He murmured heartily, though his salutation was indistinct:
"Well, Ottilie?... It's blowing out of doors.... Yes, you've been coughing a bit lately.... You must take care of yourself, you know.... I'm all right, I'm all right, as you see...."
With a few more words of genial heartiness, he sat down straight upright in the arm-chair at the other window, while Anna now for the first time relieved him of his hat, and rested his hands, still clad in the wide, creased gloves of glacé kid, on his stick.
"I haven't seen you since the great news," said Mrs. Dercksz.
"The children are coming presently to pay their visit of inspection...."
They were both silent, their eyes looking into each other's eyes, chary of words. And quietly for a while they sat opposite each other, each at a window of the narrow drawing-room. The old, old woman sat in a twilight of crimson-rep curtains and cream-coloured lace-and-canvas blinds, in addition to a crimson-plush valance, which kept out the draught and hung with a bend along the window-frame. She had only moved just to raise her thin hand, in its black mitten, for Takma to press. Now they both sat as though waiting for something and yet pleased to be waiting together.... The old lady was ninety-seven and she knew that what she was waiting for must come before her hundredth year had dawned.... In the twilight of that curtained corner, against the sombre wall-paper, her face seemed almost like a piece of white porcelain, with wrinkles for the crackle, in that shadow into which she still withdrew, continuing a former prudent habit of not showing too much of her impaired complexion; and her wig was glossy-black, surmounted with the little black-lace cap; the loose black dress fell in easy, thin lines around her almost brittle, lean figure, but hid her so entirely in those never-varying folds of supple cashmere that she could never be really seen or known, but only suggested in that dark drapery.

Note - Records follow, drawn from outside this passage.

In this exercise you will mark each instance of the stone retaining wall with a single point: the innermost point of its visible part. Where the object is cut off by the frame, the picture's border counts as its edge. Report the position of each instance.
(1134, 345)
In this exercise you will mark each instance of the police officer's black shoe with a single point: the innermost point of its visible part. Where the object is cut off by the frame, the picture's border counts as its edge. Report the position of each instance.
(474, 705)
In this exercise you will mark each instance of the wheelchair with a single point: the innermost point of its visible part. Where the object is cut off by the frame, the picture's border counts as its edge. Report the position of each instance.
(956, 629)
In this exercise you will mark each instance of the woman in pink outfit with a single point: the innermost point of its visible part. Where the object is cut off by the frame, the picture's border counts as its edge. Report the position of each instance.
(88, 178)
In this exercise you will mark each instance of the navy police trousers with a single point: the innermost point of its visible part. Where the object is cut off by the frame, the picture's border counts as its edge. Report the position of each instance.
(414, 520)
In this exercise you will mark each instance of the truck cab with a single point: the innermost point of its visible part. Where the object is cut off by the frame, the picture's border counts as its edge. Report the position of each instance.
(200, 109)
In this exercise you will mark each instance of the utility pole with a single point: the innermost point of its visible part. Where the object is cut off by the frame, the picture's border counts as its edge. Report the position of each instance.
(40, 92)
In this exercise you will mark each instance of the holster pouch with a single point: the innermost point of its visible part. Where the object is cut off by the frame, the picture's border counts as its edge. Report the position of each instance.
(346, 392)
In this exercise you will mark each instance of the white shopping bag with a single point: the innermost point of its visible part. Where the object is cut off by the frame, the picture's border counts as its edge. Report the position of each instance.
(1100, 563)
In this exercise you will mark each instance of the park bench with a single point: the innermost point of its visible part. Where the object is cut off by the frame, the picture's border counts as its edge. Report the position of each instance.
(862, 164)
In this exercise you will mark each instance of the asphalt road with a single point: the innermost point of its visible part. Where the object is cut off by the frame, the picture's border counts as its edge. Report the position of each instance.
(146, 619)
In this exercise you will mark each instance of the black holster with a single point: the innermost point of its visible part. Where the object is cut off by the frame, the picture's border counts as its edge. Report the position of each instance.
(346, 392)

Besides the face, nothing else seemed alive but the frail fingers trembling in her lap, like so many tapering, luminous wands in their black mittens; the wrists were encircled in close-fitting woollen cuffs. She sat upright on her high-backed chair, as on a throne, supported by a stiff, hard cushion; another cushion was under her feet, which she never showed, as they were slightly deformed by gout. Beside her, on a little table, was some crochet-work, untouched for years, and the newspapers, which were read to her by a companion, an elderly lady who withdrew as soon as Mr. Takma arrived. The room was neat and simple, with a few framed photographs here and there as the only ornament amid the highly-polished, black, shiny furniture, the crimson sofa and chairs, with a few pieces of china gleaming in a glass cabinet. The closed folding-doors led to the bedroom: these were the only two rooms inhabited by the old woman, who took her light meal in her chair.
Golden-sunny was the late summer day; and the wind blew gaily, in a whirl of early yellow leaves, through the garden of the Sofialaan.
"A nice view, that," said Mrs. Dercksz, as she had said so often before, with her mittened hand just hinting at an angular pointing gesture.
The voice, long cracked, sounded softer than pure Dutch and was mellower, with its creole accent; and, now that she looked out of the window, the eyes also took on an eastern softness in the porcelain features and became darker. She did not clearly distinguish things outside; but yet the knowledge that there were flowers and trees over the way was dear to her dim eyes.
"Fine asters in the garden opposite," said Takma.